Die Root Cause Analysis

Die Root Cause Analysis, oder auf Deutsch Ursachenanalyse, ist ein mächtiges Werkzeug, um herauszufinden, wie und warum Probleme entstehen. Stellen Sie sich vor, ein Problem tritt auf – sei es im IT-Bereich, in der Fertigung oder in einem anderen Bereich eines Unternehmens. Anstatt nur das Problem zu beheben, geht es bei der Root Cause Analysis darum, tiefer zu graben: Wir wollen verstehen, warum das Problem aufgetreten ist, wie es dazu kam und wann genau es entstanden ist. Diese Methode ist besonders wertvoll, wenn ein System ausfällt oder sich unerwartet verhält, da sie hilft, nicht nur kurzfristige Lösungen zu finden, sondern auch langfristige Verbesserungen vorzunehmen.

Ein zentraler Aspekt der Root Cause Analysis im Risikomanagement ist die Reduzierung des Gesamtrisikos für ein Unternehmen. Die dabei gewonnenen Erkenntnisse können Teams helfen, die Zuverlässigkeit ihrer Systeme zu erhöhen. Das schließt Bereiche wie Prozessverbesserungen, Konfigurationsänderungen, Systemverbesserungen und die Schulung des Personals ein. Durch eine Feedback-Schleife, die von den Problem-Analytikern zu den Operatoren reicht, kann ein Unternehmen erkennen, was zu dem Problem geführt hat und wie ähnliche Probleme in Zukunft vermieden werden können.
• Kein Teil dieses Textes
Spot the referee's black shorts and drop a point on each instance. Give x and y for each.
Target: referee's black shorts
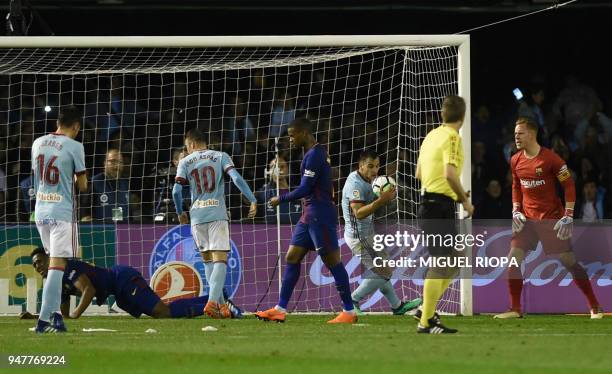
(438, 213)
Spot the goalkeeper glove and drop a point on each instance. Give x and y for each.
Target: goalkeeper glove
(518, 221)
(564, 225)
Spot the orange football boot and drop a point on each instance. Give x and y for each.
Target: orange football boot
(344, 317)
(271, 315)
(212, 309)
(224, 311)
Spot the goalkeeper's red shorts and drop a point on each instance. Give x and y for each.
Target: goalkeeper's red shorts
(540, 231)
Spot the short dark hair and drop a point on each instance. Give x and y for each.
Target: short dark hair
(529, 122)
(367, 154)
(301, 124)
(453, 109)
(68, 116)
(196, 135)
(38, 251)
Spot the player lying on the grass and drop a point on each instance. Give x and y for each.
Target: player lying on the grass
(317, 227)
(535, 205)
(358, 206)
(131, 291)
(203, 171)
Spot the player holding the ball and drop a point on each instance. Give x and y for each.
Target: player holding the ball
(360, 199)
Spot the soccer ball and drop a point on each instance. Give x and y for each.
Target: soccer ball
(382, 183)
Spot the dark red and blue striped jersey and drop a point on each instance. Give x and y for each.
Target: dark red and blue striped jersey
(315, 188)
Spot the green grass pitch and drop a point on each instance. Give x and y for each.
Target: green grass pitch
(306, 344)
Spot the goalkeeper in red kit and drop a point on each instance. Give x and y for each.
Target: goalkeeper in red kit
(539, 215)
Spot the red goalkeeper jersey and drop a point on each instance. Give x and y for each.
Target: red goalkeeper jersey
(534, 184)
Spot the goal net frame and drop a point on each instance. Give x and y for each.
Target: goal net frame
(461, 42)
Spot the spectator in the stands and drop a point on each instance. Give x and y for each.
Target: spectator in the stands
(590, 206)
(109, 191)
(290, 211)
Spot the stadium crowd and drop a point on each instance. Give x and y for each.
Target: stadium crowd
(133, 144)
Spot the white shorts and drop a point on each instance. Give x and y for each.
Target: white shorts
(211, 236)
(364, 249)
(60, 238)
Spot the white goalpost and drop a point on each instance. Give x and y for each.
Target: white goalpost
(139, 95)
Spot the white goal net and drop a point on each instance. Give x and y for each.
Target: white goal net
(140, 95)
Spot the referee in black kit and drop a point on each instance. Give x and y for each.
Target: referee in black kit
(438, 168)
Eine besonders effektive Methode der Root Cause Analysis ist das sogenannte Fischgrätendiagramm, auch bekannt als Ishikawa- oder Ursache-Wirkungs-Diagramm. Dieses Tool visualisiert auf einfache Weise die verschiedenen potenziellen Ursachen für ein bestimmtes Problem. Das zu lösende Problem wird am Kopf des Fischs dargestellt, während die Gräten verschiedene Ursachenkategorien wie Methoden, Maschinen, Materialien, Menschen, Messungen und Umgebung abbilden. Jeder „Gräte“ werden dann spezifische Ursachen zugeordnet, die zum Hauptproblem beitragen könnten. Dieser Ansatz hilft dabei, alle möglichen Ursachen zu erkunden und liefert ein strukturiertes Bild, wie verschiedene Faktoren zusammenwirken können.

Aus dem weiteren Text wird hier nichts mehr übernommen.